Chorael, denied her vengeance, reared up and thrashed madly against the tethers. Chorael released a spew of burning steam but disorientated and lost in her bloodlust, struck no one. She screamed out and the sound echoed off the lake for miles and miles around. Every other living thing grew silent at the sound of her death throes. The water grew slick with her blood and Chorael grew weaker and weaker. As her outer lids grew heavy, she turned to face Gregoire. The last sight she saw was his fearful face bathed in a red haze. Then her eyes closed forever and her lifeless body bobbed between the two boats like a marionette.
Dargo's eyes were not made for tears. Even if he had been capable, they would have been dwarfed by the lake itself and lost all meaning. Still, in his heart, he wept for Chorael and the final fate that had been served so undeservedly to her. She had merited better, though even he had warned her of the folly of aiding the damned humans. Nothing but tragedy could have come from their meeting and he was right, though he wished otherwise. And he had seen more tonight than the death of his beloved sometimes-mate. He had seen firsthand the true measure of the Rage and what it could mean to his people. He arrived only in time to watch the hatred and anger wash over the gentlest spirit he had ever known, and see what folly that madness had led her to.
Was this to be their fate as well, he wondered? To be blinded by fury to the point of death or destruction at the hands of the hated humans? Or even worse, to be enslaved by them until they achieved the freedom that only twilight offered a dragon?
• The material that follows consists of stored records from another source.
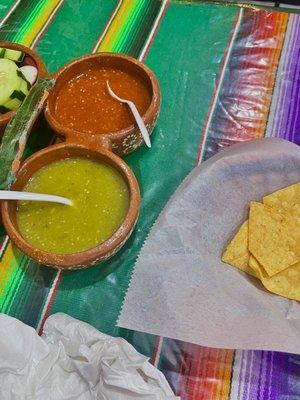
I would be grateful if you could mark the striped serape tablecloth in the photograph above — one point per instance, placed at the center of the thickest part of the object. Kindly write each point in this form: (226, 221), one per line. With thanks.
(227, 74)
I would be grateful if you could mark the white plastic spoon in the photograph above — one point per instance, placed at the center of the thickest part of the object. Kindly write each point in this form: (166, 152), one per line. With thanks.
(136, 114)
(14, 195)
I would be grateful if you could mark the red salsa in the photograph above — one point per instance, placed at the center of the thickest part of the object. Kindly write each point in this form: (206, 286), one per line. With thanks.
(85, 105)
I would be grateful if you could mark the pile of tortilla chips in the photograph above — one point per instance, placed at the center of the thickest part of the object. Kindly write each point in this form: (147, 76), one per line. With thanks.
(267, 245)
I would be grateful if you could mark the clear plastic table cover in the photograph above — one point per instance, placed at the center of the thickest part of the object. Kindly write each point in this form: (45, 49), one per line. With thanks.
(227, 74)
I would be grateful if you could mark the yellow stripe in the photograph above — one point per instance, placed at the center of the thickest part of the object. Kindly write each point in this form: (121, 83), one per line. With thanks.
(119, 22)
(39, 22)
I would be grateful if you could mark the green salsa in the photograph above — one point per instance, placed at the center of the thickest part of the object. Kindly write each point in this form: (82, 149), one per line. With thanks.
(100, 199)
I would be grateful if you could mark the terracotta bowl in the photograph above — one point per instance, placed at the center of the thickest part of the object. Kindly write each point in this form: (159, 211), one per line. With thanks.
(34, 60)
(89, 257)
(120, 142)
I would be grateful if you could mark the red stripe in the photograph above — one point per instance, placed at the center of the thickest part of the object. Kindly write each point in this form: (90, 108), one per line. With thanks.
(155, 351)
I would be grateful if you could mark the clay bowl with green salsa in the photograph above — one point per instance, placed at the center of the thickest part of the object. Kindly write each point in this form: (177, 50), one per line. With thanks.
(106, 201)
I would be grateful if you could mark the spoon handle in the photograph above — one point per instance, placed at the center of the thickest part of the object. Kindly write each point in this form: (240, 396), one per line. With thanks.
(14, 195)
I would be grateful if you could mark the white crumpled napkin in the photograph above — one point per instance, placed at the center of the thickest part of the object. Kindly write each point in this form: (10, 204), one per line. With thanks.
(73, 360)
(181, 289)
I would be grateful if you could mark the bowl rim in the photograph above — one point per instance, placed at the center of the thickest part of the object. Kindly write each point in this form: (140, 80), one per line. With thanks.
(69, 133)
(88, 257)
(42, 71)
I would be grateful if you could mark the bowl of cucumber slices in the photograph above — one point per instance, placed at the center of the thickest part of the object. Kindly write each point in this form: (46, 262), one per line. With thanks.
(19, 69)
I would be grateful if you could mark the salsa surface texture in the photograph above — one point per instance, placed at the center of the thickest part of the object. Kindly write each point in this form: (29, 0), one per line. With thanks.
(100, 199)
(85, 105)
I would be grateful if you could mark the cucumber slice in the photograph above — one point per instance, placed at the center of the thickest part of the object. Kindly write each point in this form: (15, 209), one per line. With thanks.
(30, 73)
(17, 96)
(14, 55)
(12, 105)
(9, 79)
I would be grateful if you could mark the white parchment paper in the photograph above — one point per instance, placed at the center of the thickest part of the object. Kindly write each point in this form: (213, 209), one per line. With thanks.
(181, 289)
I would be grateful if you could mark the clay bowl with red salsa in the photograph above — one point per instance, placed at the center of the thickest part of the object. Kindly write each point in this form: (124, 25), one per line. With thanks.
(89, 257)
(80, 109)
(31, 58)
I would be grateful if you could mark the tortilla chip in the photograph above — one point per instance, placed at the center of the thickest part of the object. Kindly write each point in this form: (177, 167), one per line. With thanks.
(273, 238)
(237, 253)
(287, 199)
(286, 283)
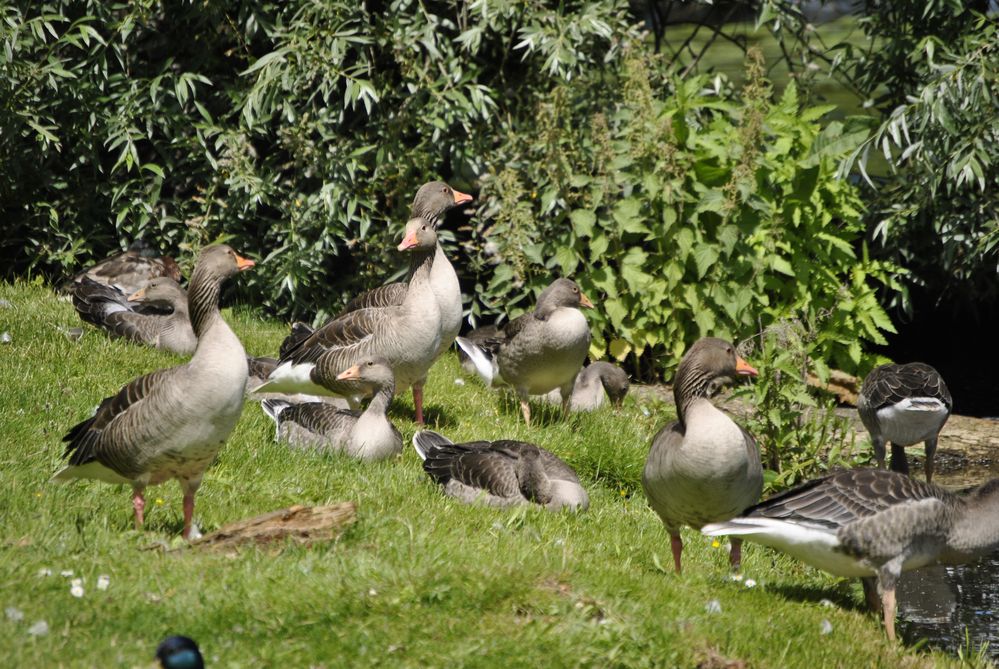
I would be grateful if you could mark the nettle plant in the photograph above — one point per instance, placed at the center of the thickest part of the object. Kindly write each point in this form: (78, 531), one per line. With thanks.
(686, 210)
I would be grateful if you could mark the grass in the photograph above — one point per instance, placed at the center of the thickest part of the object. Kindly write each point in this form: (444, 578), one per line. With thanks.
(419, 580)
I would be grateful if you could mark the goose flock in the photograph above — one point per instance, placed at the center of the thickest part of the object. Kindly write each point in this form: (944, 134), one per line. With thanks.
(703, 470)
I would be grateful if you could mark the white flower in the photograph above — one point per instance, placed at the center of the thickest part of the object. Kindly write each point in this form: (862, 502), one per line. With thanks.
(41, 628)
No, he told himself with a growing anger that surprised even him in its sudden ferocity. I will not allow it even if it means slavery of a different kind.
He resolved himself to speak with the remaining council members about the offer Sammaster made to their kind. With the only truly dissenting member of their group gone in such a horrific manner, Dargo was certain there would be no other opposition to the lich's offer. If he had been more of a philosopher or a sage, the dragon turtle might have pondered over the twist fate had taken when it made the staunchest opponent to Sammaster become the greatest example for those remaining to embrace his offer instead of facing pointless death. However, philosophy was not his strong suit. He was simply one who had watched his love meet destruction in the flames of the Rage and was determined to lose no one else to it, no matter the cost.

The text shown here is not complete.